WELL AP v2 Exam Prep Now Available!
Add the new and impressive WELL AP credential to your resume with GBRI's help
How will this work?
important things you should know
Questions And Answers
The WELL Building Standard (WELL) focuses on the people in the building. The WELL Building Standard places human health and comfort to the forefront of building practices and reinvents buildings that are not only better for the planet, but also for the people. This is the first standard of it’s kind that focuses solely on the health and wellness of building occupants.
Other than being administered by GBCI, WELL and LEED are both independent building rating systems. LEED focuses on sustainability as it pertains to the building environment along with occupant comfort. On the other hand, WELL focuses solely on the health and wellness of building occupants. WELL complements LEED and other rating systems geared towards environmental sustainability.
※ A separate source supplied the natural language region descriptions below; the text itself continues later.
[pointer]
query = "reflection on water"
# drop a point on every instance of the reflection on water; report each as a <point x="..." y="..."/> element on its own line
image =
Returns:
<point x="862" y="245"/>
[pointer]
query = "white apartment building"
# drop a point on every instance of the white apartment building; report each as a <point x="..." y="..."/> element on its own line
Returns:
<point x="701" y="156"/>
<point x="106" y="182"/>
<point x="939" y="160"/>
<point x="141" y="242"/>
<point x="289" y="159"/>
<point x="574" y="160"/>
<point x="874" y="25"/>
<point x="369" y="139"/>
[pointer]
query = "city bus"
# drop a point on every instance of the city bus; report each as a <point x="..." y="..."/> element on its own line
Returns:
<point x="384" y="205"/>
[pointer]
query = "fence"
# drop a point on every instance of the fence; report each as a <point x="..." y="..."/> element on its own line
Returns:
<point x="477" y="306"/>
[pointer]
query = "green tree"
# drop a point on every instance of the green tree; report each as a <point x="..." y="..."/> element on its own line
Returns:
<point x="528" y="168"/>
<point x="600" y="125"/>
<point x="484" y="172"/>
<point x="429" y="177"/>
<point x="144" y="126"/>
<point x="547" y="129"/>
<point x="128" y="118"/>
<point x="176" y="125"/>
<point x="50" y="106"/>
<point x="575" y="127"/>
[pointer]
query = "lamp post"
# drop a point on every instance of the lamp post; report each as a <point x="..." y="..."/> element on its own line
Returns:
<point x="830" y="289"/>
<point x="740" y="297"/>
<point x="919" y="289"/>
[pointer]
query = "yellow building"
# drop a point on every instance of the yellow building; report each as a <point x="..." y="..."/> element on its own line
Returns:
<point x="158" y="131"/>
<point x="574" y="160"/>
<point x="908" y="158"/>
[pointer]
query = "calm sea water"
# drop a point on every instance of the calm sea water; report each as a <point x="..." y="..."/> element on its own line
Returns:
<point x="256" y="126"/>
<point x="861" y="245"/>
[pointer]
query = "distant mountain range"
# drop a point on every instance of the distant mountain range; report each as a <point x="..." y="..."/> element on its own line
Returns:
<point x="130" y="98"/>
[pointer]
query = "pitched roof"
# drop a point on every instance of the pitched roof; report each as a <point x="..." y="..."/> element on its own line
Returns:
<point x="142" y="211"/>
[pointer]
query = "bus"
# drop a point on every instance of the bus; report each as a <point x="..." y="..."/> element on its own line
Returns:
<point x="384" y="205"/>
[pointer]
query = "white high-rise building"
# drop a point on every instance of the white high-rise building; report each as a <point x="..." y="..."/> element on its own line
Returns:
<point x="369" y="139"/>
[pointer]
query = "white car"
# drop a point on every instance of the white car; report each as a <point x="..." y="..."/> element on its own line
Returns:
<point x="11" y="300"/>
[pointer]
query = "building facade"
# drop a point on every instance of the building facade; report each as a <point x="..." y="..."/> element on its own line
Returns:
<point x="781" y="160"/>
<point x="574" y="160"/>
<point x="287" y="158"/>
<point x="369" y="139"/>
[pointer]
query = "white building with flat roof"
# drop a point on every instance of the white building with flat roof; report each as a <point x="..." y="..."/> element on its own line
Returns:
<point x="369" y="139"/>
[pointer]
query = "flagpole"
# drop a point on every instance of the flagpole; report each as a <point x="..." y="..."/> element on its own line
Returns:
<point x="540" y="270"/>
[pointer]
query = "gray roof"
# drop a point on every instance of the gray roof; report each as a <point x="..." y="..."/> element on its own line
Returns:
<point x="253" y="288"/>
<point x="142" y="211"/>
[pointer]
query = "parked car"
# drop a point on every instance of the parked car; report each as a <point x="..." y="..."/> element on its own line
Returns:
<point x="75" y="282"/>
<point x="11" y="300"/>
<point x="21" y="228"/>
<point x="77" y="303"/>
GBRI’s Study Guide and On-demand Modules are both standalone exam prep resources. Depending on your preference or learning style, you may choose one over the other. You don’t need both, the study guide and on-demand modules. However, you may use the study guide to compliment the on-demand modules. For example, you could start with the on-demand modules and use the guide to review what you learned or vice versa. While reviewing, pay close attention to underlined text in your study guide. Take the practice exams after completing each module/knowledge, domain/concept, and review answer choices to identify topics that may need additional attention. You may also utilize the concept matrix as a learning tool.
Step 1 – Sign-up for a FREE WELL online account @ wellonline.wellcertified.com
Step 2 – Register for the exam by paying applicable fees
Step 3 – Schedule the exam through Prometric
The fee varies based on your location, your organization’s USGBC member status, and your LEED accreditation status. In the U.S. the fee is $299 and $99 for students.
The questions within the WELL AP Exam test candidates’ abilities to recall factual information learned from the WELL standard guide, identify a solution for a scenario or problem given in a question, and analyze the relationship or interaction between multiple elements of the rating system.
The exam is similar to what we see with the LEED Green Associate, AP, and other credential exams. It is a computer-based, multiple choice exam, that is taken at a Prometric testing center. The exam is 2.5 hours long and contains 115 questions including 15 unscored items. The exam is in English. There are questions that require you to pick multiple correct answers (no partial credit). All items are delivered randomly throughout the exam and candidates are not informed of an item’s status. So candidates should respond to all the items on the exam. The WELL AP exam is scored between 125- 200. You have to earn a 170 or higher to pass and earn your WELL AP.
Before taking the mock exams, we recommend completing the individual concept quizzes after each concept. Once you are done studying the guide, take each of the timed mock exams. Once done, review all answer choices. Use the review process to strengthen what you already know and to fill your gaps. Then retake the mock exams. We recommend scoring more than 90% before moving on to the next mock exam.
Here are the WELL AP Core Exam Resources from IWBI.
- IWBI Core Resources – https://www.wellcertified.com/toolkits/well-ap
- Register for GBRI WELL AP Exam Prep – https://www.gbrionline.org/well-ap-exam-preparation/
One must take and successfully pass the WELL AP exam. Candidates must be 18 years or older. WELL project experience is recommended, however it is not a requirement! Candidates take the WELL Exams at Prometric Centers around the world (just like the LEED exams).
Yes. GBRI WELL AP Exam Prep Package offers everything you need to pass the exam.
1. On-demand Audio/Video Modules for each Knowledge Domain/ WELL Concept
2. Standalone Study Guide
3. Practice Quizzes for each Knowledge Domain/WELL Concept
4. 5 Mock Exams
5. Memorization Tools (FREE)
The knowledge domains or concepts are the most important to study for the test. Understanding how many questions you can expect from each knowledge domain or concept will help identify how each section is weighed. This is noted in the beginning of each knowledge domain or concept. At a minimum, identify, understand, and learn the context of each feature, requirement, and path involved. Pay close attention to texts that are highlighted, italicized, and underlined.
We have identified and listed several memorization techniques within the guide, such as Mnemonics (using the first letter of each word to create an easily remembered phrase or word). Choose the ones that work for you or use them to improvise your own techniques that suit you, as each of us have a different way of learning and recalling information. According to Edward Bolled, “We remember what we understand; we understand only what we pay attention to; we pay attention to what we want.” Some of us identify and attach information to numbers, while some identify them to sound, music, and words. Studies have shown that revision is the key to long term memorization. Add notes or annotate while you read the guide for the first time. Review a concept after you read it once, pay attention to underlined text, and your notes. Review it again before going to bed and again the next day while trying to recall requirements for each WELL feature. Take the practice quizzes. Review your answers and revise the guide as needed. You should review the guide again after 1 day, 3 days, and 1 week. Each time you review, you don’t have to read the whole concept, just focus on key items or underlined texts. You should be able to recall the information needed to pass the test.
You are not required to memorize every single threshold, number, and reference standard. However certain concepts carry more weightage than others. We have identified important ones by highlighting, italicizing, or underlining the texts. Please memorize those.
Identifying a feature, whether it ‘s a pre-condition or optimization, is important for the exam. There’s an easy way to identify the optimizations within each concept area; we have noted it in the beginning of each concept.